2125. — À M. LE DUC D’UZÈS[1].
À Berlin, le 14 septembre.

Je dois à votre goût pour la littérature, monsieur le duc, la lettre dont vous m’honorez ; ce goût augmente encore ma sensibilité, et c’est pour moi un nouveau sujet de remerciements. Vous ne pouvez assurément mieux faire, dans le loisir que votre gloire, vos blessures, et la paix, vous ont donné, que de cultiver un esprit aussi solide que le vôtre. Il n’y a que du vide dans toutes les choses de ce monde, mais il y en a moins dans l’étude qu’ailleurs : elle est une grande ressource dans tous les temps, et nourrit l’âme jusqu’au dernier moment. Je suis auprès d’un grand roi qui, tout roi qu’il est, s’ennuierait s’il ne pensait pas comme vous ; et je ne me suis rendu auprès de lui, après seize ans d’attachement, que parce qu’il joint à toutes ses grandes qualités celle d’aimer passionnément les arts. J’ai résisté à la tentation de vivre auprès de lui tant qu’a vécu Mme du Châtelet, dont je vois avec consolation que vous n’avez pas perdu la mémoire. Je crois que Mme la duchesse de La Vallière[2], votre sœur, et Mme de Luxembourg[3], m’ont un peu abandonné depuis ma désertion ; mais je leur serai toujours fidèlement dévoué. Je ne suis guère à portée, à la cour du roi de Prusse, de lire des thèmes que des écoliers composent pour des prix de l’Académie de Dijon ; mais, sur l’exposé que vous me faites, je suis bien de votre avis : il me paraît même très-indécent qu’une académie ait paru douter si les belles-lettres ont épuré les mœurs.

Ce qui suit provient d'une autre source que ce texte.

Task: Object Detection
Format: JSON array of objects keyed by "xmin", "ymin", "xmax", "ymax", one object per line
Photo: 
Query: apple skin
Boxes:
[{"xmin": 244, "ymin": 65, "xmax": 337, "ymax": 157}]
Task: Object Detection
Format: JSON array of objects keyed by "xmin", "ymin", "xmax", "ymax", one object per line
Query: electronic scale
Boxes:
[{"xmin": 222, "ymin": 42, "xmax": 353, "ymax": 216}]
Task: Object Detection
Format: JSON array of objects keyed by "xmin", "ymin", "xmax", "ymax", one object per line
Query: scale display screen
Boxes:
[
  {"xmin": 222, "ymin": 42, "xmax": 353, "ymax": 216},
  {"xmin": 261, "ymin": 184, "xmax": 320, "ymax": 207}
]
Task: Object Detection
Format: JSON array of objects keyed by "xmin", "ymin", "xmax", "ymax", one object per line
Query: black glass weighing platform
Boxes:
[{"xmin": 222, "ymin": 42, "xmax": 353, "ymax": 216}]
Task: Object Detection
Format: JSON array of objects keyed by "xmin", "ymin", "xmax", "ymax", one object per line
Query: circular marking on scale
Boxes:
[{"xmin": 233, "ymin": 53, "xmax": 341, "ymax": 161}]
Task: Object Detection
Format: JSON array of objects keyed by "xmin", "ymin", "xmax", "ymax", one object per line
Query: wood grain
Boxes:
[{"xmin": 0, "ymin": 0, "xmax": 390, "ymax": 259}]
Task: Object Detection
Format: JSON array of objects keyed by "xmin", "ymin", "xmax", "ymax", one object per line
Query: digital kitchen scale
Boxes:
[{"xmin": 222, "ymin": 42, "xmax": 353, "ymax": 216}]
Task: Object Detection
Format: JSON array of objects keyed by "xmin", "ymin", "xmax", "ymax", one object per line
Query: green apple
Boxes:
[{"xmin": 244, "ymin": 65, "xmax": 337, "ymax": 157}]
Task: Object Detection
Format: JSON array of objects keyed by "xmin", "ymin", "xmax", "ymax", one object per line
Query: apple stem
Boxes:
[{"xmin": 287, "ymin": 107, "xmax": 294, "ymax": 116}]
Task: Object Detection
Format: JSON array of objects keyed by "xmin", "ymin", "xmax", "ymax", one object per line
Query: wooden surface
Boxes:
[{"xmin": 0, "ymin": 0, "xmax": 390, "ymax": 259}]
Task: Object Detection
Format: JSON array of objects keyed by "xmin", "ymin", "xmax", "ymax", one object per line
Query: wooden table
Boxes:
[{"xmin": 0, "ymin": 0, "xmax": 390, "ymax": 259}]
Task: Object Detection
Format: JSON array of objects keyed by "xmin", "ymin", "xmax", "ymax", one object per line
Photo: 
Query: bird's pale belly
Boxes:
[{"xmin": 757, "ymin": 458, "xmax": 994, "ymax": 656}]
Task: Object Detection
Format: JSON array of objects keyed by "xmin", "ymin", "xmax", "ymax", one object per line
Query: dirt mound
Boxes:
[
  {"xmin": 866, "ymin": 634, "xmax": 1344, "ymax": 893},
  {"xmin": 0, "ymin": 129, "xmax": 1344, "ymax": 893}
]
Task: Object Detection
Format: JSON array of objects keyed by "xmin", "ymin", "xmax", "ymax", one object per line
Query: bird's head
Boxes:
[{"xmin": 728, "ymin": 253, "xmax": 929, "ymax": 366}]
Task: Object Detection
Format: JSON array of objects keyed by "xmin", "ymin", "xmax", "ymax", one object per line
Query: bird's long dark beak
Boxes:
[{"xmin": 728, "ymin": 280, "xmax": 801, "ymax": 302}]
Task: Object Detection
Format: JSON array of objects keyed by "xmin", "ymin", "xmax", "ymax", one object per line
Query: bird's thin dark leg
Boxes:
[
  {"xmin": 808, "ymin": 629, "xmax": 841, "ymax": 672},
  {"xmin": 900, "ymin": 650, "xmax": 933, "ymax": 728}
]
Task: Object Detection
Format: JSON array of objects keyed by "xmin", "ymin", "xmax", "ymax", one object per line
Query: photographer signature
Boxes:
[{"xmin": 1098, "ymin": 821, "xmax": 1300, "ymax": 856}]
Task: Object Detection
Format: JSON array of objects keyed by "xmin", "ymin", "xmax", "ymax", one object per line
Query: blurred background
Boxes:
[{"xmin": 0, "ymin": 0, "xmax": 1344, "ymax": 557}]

Messieurs de Dijon voudraient-ils qu’on les crût de malhonnêtes gens ? Des gens de lettres ont quelquefois abusé de leurs talents ; mais de quoi n’abuse-t-on pas ? J’aimerais autant qu’on dît qu’il ne faut pas manger, parce qu’on peut se donner des indigestions. Irai-je dire à ces Dijonnais que toutes les académies sont ridicules, parce qu’ils ont donné un sujet qui a l’air de l’être ? Tout cela n’est autre chose qu’une méprise et qu’une fausse conclusion du particulier au général.

Je ne connais pas non plus les petites brochures contre M. de Montesquieu. J’aurais souhaité que son livre eût été aussi méthodique et aussi vrai qu’il est plein d’esprit et de grandes maximes ; mais, tel qu’il est, il m’a paru utile. L’auteur pense toujours, et fait penser ; c’est un roide jouteur, comme dit Montaigne[4] ; ses imaginations élancent les miennes. Mme du Deffant a eu raison d’appeler son livre de l’esprit sur les lois : on ne peut mieux, ce me semble, le définir. Il faut avouer que peu de personnes ont autant d’esprit que lui, et sa noble hardiesse doit plaire à tous ceux qui pensent librement. On dit qu’il n’a été attaqué que par les esclaves des préjugés ; c’est un des mérites de notre siècle que ces esclaves ne soient pas dangereux. Ces misérables voudraient que le reste du monde fût garrotté des mêmes chaînes qu’eux.

Vous ne paraissez pas fait pour partager ces chaînes avilissantes de l’esprit humain, et vous pensez surtout en magnanime pair de France. Vous m’annoncez une correspondance qui me flatte beaucoup. J’espère être à Paris dans quelques mois, et y recevoir les marques de confiance dont vous m’honorerez. Je m’en rendrai digne par ma discrétion, et par la vérité avec laquelle je vous parlerai.

Je suis, avec beaucoup de respect, monseigneur, votre très-humble et très-obéissant serviteur,

Voltaire,
chambellan du roi de Prusse.

  1. Charles-Emmanuel de Crussol, duc d’Uzès, né le 11 janvier 1707 ; nommé brigadier des armées du roi en 1734, après avoir été blessé à la bataille de Parme de deux coups de feu, dont l’un lui creva l’œil droit, et l’autre lui cassa l’épaule gauche. Il fut reçu duc et pair au commencement de 1740, et mourut le 3 février 1762.
  2. Anne-Julie de Crussol d’Uzès.
  3. Magdelène-Angélique de Neuville-Villeroi, mariée en 1750 au maréchal de Luxembourg.
  4. « C’est un roide jouteur ; il me presse les flancs, me pique à gauche et à dextre : ses imaginations eslancent les miennes. » (Montaigne, livre III, chapitre viii.)